Where do we go from here?

The most important basic question we need to answer is how the mutations that cause epilepsy and SID actually affect the eEF1A2 protein. Each of the individuals we know of with eEF1A2 syndrome has one mutant copy of eEF1A2 and one normal copy; we usually think of genetic disorders as having been inherited from one or both parents, but in these cases the mutation has occurred spontaneously. You can find some excellent background information on the way gene mutations can cause disorders of the brain at the Genes to Cognition website.

Do the mutations cause disease because there is no longer enough normal eEF1A2 protein to do its job properly? Alternatively, the mutant form of the protein could take on new properties- perhaps it binds to proteins it shouldn’t, or even interferes with the function of the normal eEF1A2 protein made by the other chromosome.

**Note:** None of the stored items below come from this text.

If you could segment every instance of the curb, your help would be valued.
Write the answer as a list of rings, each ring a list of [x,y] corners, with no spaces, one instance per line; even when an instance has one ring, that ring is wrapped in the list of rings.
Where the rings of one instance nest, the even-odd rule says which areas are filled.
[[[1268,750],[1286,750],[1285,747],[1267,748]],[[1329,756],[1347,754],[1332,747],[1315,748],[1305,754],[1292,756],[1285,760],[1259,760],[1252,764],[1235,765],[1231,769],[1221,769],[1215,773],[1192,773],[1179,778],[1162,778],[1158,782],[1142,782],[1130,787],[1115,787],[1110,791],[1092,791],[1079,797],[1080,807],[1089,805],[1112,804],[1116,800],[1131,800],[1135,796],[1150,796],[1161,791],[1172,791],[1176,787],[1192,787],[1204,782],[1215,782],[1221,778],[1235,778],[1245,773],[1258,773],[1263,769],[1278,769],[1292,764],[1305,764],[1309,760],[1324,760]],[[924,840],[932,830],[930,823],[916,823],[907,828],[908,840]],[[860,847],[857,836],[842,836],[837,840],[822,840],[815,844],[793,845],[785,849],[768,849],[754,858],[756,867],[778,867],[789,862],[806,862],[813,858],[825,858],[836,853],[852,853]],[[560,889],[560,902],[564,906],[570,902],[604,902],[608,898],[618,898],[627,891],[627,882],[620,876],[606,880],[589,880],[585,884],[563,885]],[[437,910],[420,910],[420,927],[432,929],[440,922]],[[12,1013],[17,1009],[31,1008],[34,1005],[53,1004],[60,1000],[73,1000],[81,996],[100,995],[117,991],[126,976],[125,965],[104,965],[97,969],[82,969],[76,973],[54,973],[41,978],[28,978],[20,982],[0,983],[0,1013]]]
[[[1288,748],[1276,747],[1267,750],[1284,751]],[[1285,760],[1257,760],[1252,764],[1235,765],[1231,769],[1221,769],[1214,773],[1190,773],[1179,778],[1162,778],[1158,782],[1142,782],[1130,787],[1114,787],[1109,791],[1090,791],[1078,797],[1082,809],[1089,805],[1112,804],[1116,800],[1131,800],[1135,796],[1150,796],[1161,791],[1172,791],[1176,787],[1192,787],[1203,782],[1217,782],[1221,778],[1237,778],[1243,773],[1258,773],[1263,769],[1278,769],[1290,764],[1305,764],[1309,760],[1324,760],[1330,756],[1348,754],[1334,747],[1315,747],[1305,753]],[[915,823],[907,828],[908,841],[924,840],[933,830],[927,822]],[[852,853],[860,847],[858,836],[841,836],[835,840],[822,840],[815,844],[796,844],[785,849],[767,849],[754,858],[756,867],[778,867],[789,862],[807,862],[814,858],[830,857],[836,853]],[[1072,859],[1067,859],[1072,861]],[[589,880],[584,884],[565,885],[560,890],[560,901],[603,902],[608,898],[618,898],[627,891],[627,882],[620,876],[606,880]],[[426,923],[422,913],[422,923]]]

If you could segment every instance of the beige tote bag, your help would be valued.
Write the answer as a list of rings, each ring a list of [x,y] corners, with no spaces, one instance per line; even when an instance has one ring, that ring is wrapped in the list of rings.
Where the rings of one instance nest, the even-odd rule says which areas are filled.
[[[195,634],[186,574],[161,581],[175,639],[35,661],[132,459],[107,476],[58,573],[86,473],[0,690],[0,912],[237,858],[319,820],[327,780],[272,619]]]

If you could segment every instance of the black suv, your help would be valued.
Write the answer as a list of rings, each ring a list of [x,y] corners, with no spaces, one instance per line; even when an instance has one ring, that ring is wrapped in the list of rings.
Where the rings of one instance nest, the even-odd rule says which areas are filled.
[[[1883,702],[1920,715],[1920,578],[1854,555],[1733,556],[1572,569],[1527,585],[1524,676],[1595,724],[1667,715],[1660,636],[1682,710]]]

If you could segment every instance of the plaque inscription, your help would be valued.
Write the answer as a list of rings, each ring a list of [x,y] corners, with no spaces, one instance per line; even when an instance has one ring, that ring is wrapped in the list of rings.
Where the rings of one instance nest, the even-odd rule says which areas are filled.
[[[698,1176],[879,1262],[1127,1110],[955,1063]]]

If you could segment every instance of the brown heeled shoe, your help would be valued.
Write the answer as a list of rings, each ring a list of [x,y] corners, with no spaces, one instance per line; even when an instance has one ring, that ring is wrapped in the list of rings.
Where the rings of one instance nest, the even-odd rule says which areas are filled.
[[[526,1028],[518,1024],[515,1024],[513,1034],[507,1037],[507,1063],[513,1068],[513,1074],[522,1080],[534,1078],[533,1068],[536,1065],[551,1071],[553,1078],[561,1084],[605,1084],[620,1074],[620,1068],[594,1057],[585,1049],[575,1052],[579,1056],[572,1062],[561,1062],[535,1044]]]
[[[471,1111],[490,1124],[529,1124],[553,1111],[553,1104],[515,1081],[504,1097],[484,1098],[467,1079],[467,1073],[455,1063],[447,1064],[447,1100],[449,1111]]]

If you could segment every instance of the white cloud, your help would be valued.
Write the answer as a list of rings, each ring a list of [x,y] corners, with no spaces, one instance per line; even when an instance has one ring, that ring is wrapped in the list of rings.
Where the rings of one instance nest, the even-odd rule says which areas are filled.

We need to know this before we can consider what kinds of therapies could be developed. If the problem is not enough eEF1A2, then we need to find ways to upregulate eEF1A2 in the brain (or replace it using gene therapy). If, though, the mutant protein is actually damaging the cells in which it’s expressed, then upregulating it would not be helpful. If this is the case, we need to find ways of switching off the mutant protein whilst still leaving the normal copy to do its job. We are making model systems with the mutations in order to start answering these questions.